El pueblo es pequeño, con un parque central, como en la mayoría de los municipios de Colombia —herencia de la colonización española—, pero con ciertos monumentos que lo destacan, como un obelisco central que según los locales, en años anteriores estaba decorado con pictogramas haciendo homenaje a los pueblos indígenas que alguna vez ocuparon el territorio.
También, una estatua en bronce de un burro con su «enjalme» cargado de bultos de café y lo más particular, una estatua de una rana color dorado con patas negras, que en su base enuncia “Rana Dorada de Supatá”, una especie endémica, que no es más grande que un pulgar, no es venenosa y normalmente se encuentra entre las bromelias. Ambas, dan cuenta de la idiosincrasia campesina y la enorme riqueza natural del municipio.
El Colegio Nuestra Señora de la Salud —única institución de carácter oficial del municipio— también es reflejo de ello. Está justo donde se encuentran el campo y el casco urbano, como quien se dirige a Pacho, subiendo por una calle empinada.
La institución cuenta con más de 250 alumnos únicamente en su sede de bachillerato, que estudian en varios edificios: dos de salones, una caseta de comidas y otra casa pequeña que es hogar de los diferentes laboratorios en los que aprenden sobre el campo y los ecosistemas. Hay mucho verde y las montañas al respaldo de la institución dan una postal única.

Para docentes y estudiantes, las ciencias naturales no se aprenden en un libro, sino con las manos en la tierra; una huerta, un vivero o una compostera pueden parecer elementos comunes, pero allí son el eje de un modelo pedagógico que transforma desechos, cultiva saberes y siembra futuro.
Lady Paola Garzón Gordillo, licenciada en química, camina entre suculentas y lombricarios mientras explica que lo que buscan es «que los jóvenes vean que el conocimiento es aplicable a cualquier entorno de la vida cotidiana». En un territorio donde el 70% del estudiantado proviene de zonas rurales, lo que otros considerarían basura aquí es semilla. Junto con su colega Robinson Gómez, docente de técnica pecuaria, el programa de sostenibilidad se volvió transversal a todas las áreas: desde química hasta ética, desde arte hasta matemáticas.

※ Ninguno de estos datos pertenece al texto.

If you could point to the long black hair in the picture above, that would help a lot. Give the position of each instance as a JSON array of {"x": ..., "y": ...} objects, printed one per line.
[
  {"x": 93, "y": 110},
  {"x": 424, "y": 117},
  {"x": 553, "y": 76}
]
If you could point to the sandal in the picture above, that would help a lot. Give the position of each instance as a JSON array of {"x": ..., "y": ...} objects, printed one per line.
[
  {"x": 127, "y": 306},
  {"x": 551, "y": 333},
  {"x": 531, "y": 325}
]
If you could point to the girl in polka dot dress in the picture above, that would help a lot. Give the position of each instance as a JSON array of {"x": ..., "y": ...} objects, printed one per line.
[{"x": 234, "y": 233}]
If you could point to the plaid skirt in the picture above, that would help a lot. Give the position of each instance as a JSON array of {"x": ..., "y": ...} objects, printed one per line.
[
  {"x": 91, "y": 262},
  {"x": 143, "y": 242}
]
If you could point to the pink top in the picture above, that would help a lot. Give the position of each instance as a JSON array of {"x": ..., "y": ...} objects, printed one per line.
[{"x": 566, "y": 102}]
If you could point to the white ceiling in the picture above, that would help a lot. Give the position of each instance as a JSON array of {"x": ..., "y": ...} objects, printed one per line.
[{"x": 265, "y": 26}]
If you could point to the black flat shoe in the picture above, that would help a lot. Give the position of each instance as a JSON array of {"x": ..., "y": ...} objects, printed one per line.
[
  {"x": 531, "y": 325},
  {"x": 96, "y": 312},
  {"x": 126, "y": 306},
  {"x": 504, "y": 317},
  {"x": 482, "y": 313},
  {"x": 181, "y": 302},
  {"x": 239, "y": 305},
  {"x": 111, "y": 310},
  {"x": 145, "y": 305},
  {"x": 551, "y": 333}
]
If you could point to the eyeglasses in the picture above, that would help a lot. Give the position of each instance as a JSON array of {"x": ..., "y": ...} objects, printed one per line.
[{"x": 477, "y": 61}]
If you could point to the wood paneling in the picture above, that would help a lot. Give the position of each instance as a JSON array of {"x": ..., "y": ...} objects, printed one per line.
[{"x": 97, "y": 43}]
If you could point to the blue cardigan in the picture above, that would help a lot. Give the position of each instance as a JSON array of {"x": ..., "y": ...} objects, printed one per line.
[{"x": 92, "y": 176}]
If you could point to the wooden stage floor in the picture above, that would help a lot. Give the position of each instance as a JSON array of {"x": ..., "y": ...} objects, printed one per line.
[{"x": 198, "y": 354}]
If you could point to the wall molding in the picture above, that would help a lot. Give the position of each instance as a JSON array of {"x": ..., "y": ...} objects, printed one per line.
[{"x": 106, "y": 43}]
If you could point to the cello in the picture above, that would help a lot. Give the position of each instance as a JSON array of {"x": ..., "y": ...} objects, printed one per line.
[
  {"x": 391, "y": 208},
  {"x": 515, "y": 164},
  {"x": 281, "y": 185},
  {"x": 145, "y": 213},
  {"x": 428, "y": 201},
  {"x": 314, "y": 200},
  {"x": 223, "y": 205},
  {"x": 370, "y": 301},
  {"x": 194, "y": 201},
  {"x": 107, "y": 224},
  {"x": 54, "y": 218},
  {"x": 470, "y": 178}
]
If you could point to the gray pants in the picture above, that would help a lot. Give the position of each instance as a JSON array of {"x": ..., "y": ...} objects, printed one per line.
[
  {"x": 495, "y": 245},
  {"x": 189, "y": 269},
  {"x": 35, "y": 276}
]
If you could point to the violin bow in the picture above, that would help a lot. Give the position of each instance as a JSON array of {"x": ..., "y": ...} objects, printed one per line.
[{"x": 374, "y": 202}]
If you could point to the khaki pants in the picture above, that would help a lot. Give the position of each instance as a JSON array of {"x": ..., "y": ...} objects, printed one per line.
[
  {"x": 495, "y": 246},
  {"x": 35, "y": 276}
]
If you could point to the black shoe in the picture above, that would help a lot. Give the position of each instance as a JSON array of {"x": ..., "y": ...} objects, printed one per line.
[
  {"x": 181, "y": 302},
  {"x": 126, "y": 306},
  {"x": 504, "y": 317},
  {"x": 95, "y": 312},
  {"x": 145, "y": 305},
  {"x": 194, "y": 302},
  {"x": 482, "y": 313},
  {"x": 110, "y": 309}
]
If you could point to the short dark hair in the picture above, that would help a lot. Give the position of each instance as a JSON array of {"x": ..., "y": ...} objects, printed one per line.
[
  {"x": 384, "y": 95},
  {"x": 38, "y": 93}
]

En la escuela no hay rincón que no enseñe: se recicla agua, se separan residuos, se compostan sobras del restaurante escolar y se alimentan lombrices californianas con desechos y cunchos de café donados por una panadería vecina. «Nos dimos cuenta de que todo lo que tirábamos podía tener un segundo uso», cuenta Karina Pinilla, estudiante de grado 11, que junto a sus compañeros lidera jornadas de recolección de desperdicios tres veces por semana. Luego, cuenta, los procesan y usan como abono en cultivos de maíz, arveja, cilantro y cactus, entre otros.
«El proyecto nació en 2017, con una convocatoria de la Gobernación», recuerda Gómez. Desde entonces, se implementaron pacas biodigestoras, sistemas verticales de lombricultura, huertas escolares y una cabina germinadora. Hoy producen cerca de una tonelada de abono al año, que venden a precios justos junto a lombrices, plantas ornamentales y kits agrícolas a los agricultores del municipio, generando relaciones entre los distintos actores del territorio y dinamizando la labor rural.

Gracias a la articulación con el SENA, los estudiantes se gradúan con títulos técnicos en agropecuaria o sistemas. El enfoque pedagógico «no es solo aprender a sembrar», explica Garzón Gordillo, «es entender el ciclo completo: producir, transformar, comercializar y reinvertir», pues el grupo líder de 15 estudiantes gestiona los ingresos del proyecto, toma decisiones financieras y reinvierte en herramientas e insumos.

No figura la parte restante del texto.